Book - Designing Data-Intensive Applications
Written
- Author: Martin Kleppmann
- Reliability
- Two ways things can go wrong
- A fault is when a component inside the system fails to function properly.
- A failure is when the system as a whole breaks, as a result of one or more faults.
- Prevent faults when you can, but it's not possible to prevent 100% of faults.
- The big idea of reliability is to keep faults from turning into failures.
The bugs that cause these kinds of software faults often lie dormant for a long time until they are triggered by an unusual set of circumstances. In those circumstances, it is revealed that the software is making some kind of assumption about its environment — and while that assumption is usually true, it eventually stops being true for some reason
- Chaos Monkey style testing helps here.

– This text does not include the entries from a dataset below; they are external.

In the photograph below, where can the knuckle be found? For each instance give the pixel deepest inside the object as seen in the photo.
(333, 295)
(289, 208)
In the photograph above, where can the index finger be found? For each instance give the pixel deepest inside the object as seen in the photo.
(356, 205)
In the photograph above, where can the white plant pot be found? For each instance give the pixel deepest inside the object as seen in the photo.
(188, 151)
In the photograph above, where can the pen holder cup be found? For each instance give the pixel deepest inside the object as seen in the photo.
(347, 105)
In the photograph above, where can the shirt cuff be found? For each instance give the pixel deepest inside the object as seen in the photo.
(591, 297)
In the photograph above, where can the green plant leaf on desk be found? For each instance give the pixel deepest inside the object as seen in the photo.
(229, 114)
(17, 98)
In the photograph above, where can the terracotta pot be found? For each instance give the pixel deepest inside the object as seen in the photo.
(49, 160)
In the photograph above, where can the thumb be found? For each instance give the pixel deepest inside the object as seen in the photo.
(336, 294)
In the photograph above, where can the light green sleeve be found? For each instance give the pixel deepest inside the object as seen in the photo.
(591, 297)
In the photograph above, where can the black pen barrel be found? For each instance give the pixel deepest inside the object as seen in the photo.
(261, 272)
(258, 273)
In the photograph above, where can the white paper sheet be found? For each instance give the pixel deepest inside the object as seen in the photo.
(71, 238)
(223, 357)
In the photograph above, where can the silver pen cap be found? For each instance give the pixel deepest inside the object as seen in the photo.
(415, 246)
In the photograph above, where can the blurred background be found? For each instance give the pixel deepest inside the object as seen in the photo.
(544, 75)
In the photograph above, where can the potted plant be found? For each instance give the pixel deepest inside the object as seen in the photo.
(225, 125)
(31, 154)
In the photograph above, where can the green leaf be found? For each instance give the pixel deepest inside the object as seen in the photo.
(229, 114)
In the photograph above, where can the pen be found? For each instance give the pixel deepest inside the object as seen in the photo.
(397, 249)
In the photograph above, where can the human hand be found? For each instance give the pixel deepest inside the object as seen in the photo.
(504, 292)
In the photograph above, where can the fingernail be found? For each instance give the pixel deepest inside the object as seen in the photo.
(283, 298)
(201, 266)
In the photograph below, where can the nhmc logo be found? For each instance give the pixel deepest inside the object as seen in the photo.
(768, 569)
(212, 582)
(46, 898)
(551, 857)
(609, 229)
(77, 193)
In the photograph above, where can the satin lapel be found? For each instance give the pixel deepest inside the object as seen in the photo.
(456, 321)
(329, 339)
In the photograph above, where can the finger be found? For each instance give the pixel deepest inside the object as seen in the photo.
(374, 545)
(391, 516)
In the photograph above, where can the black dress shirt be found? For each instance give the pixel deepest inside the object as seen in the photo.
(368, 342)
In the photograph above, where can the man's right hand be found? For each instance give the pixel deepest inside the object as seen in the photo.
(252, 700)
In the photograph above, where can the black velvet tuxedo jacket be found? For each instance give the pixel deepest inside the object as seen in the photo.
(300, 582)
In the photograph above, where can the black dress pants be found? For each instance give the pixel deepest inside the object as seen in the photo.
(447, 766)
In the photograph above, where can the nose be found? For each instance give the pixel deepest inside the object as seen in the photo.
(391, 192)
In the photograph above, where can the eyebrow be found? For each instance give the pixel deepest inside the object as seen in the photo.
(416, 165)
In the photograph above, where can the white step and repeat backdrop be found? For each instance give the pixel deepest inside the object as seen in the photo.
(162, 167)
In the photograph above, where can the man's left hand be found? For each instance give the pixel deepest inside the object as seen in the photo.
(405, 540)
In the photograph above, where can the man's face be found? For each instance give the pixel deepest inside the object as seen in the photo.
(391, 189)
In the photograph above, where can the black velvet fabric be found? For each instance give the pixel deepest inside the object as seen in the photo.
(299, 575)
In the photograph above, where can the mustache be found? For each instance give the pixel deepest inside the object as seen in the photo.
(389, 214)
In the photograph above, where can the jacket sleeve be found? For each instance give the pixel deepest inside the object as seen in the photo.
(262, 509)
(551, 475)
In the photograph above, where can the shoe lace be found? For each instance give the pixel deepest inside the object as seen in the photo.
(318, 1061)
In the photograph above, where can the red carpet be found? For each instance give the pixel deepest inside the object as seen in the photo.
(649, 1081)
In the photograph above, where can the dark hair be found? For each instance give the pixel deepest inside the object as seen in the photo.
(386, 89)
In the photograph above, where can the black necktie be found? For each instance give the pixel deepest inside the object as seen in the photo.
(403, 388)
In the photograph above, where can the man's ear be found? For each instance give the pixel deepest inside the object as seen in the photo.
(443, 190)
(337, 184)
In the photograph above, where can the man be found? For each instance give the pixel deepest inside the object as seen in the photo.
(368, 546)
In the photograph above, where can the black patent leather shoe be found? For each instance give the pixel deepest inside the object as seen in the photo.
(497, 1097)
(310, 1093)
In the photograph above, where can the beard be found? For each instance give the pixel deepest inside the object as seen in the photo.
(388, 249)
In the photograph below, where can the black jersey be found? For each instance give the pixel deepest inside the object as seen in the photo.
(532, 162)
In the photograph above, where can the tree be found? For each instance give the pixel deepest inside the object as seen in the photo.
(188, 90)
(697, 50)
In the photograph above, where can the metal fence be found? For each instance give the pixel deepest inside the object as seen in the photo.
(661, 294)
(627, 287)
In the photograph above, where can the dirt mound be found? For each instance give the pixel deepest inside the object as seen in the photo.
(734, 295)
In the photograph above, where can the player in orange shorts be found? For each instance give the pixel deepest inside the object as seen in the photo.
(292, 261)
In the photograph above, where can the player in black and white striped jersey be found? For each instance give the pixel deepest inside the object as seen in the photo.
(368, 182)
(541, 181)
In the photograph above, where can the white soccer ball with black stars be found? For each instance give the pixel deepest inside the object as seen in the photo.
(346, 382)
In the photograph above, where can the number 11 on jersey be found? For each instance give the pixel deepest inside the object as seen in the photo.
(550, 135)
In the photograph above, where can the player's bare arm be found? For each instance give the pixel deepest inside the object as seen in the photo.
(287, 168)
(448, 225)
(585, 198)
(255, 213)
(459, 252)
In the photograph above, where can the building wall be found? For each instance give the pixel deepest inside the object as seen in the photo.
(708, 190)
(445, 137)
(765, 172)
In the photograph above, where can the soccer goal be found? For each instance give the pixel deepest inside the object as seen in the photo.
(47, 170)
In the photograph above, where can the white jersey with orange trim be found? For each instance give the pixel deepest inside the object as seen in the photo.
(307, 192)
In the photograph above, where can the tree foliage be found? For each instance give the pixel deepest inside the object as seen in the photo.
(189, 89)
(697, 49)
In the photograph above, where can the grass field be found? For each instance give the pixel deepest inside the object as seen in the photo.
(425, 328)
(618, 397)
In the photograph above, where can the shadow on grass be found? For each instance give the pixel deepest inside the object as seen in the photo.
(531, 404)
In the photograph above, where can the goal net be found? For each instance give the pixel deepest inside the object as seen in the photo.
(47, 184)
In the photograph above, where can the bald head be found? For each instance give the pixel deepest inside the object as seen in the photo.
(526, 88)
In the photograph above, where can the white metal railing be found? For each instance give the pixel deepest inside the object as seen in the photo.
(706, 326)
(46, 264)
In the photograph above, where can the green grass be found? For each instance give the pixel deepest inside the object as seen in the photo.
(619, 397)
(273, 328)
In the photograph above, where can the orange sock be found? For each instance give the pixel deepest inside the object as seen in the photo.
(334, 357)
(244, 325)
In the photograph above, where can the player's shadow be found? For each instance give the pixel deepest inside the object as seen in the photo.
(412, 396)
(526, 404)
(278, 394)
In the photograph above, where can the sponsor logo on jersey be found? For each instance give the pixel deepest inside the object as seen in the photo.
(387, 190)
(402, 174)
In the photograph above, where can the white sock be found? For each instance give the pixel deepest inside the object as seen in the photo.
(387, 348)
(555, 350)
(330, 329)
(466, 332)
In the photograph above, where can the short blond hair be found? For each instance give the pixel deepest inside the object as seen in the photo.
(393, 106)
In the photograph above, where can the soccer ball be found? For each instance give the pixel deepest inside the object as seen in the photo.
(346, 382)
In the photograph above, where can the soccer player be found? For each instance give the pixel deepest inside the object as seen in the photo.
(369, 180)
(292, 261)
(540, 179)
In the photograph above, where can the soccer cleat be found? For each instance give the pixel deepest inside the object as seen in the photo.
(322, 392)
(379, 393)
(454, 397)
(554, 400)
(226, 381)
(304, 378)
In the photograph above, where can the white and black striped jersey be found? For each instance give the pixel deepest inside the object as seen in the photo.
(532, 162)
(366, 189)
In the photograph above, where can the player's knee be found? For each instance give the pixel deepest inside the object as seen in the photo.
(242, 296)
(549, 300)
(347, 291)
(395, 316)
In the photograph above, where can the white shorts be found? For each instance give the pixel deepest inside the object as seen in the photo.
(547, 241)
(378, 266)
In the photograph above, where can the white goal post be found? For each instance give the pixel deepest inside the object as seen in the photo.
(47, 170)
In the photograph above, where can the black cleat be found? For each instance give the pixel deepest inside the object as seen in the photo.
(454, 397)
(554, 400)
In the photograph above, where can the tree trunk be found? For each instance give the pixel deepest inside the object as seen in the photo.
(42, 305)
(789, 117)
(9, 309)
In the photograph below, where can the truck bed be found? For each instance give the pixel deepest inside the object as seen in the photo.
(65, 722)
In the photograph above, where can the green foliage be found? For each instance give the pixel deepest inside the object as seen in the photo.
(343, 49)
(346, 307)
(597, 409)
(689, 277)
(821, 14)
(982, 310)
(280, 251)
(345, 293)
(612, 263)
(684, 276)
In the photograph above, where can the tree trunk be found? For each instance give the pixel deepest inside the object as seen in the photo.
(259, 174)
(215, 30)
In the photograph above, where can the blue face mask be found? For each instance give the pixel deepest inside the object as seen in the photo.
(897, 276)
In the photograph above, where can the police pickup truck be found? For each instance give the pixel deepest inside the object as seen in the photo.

As with backup, you only know if your error handling really works if you are testing it.
- Monitoring can help a lot to catch small problems before they balloon into big problems.
- Two ways things can go wrong
- Scalability
- To talk about scalability we have to think about what we are scaling and what the load on the system actually comprises.
- Describing Load
- Is it read-heavy? Write-heavy? Are there a lot of active simultaneous users?
- What kind of SLAs do we have?
- Both internal or external/contractual
- Do we care more about the average case or the tails?
- How do changes that we make affect the different types of load in the system?
- The nature of the load and what we want to optimize for makes a big difference in the design of the system.
- In extreme caes, a hybrid design may even work best.
- Twitter uses an approach in which each user has a timeline cache, and when someone tweets, it is replicated out to the timeline cache of all their followers at the time that the tweet is made, even if the follower isn't currently using Twitter.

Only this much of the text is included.